Optical and transport properties of LaTi1-xMx(O,N)3±δ (x=0; 0.1, M=Nb5+, W6+) thin films prepared by plasma ammonolysis

Abstract

Oxynitride thin films of composition LaTi1−xMx(O,N)3±δ with x=0; 0.1 and M=Nb5+, W6+ were prepared by nitridation via microwave-induced plasma (MIP) ammonolysis, which allowed keeping the nitridation time short (16 min). The higher possible oxidation states of the B-site substituents (Nb5+, W6+) with respect to Ti4+ caused higher N content for LaTi0.9Nb0.1(O,N)3±δ and LaTi0.9W0.1(O,N)3±δ compared to LaTiO2N due to charge-compensation.
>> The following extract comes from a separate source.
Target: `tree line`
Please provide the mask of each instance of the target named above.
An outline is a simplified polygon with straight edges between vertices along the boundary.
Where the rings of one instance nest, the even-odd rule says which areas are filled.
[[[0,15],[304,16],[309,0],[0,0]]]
XPS O 1s and N 1s core level and valence band spectra evidenced for increasing N content in the order LaTiO2N<LaTi0.9Nb0.1(O,N)3±δ<LaTi0.9W0.1(O,N)3±δ. All films were N deficient comparing with their stoichiometric formulas and assuming cations in highest oxidation states. Along with increasing N content, the bandgaps decreased from 2.4 to 2.2 and 2.1 eV for LaTiO2N, LaTi0.9Nb0.1(O,N)3±δ, and LaTi0.9W0.1(O,N)3±δ and the electronic conductivities increased along with the decreased bandgaps. The Seebeck coefficients at 860 K indicated the highest charge-carrier density for LaTi0.9W0.1(O,N)3±δ.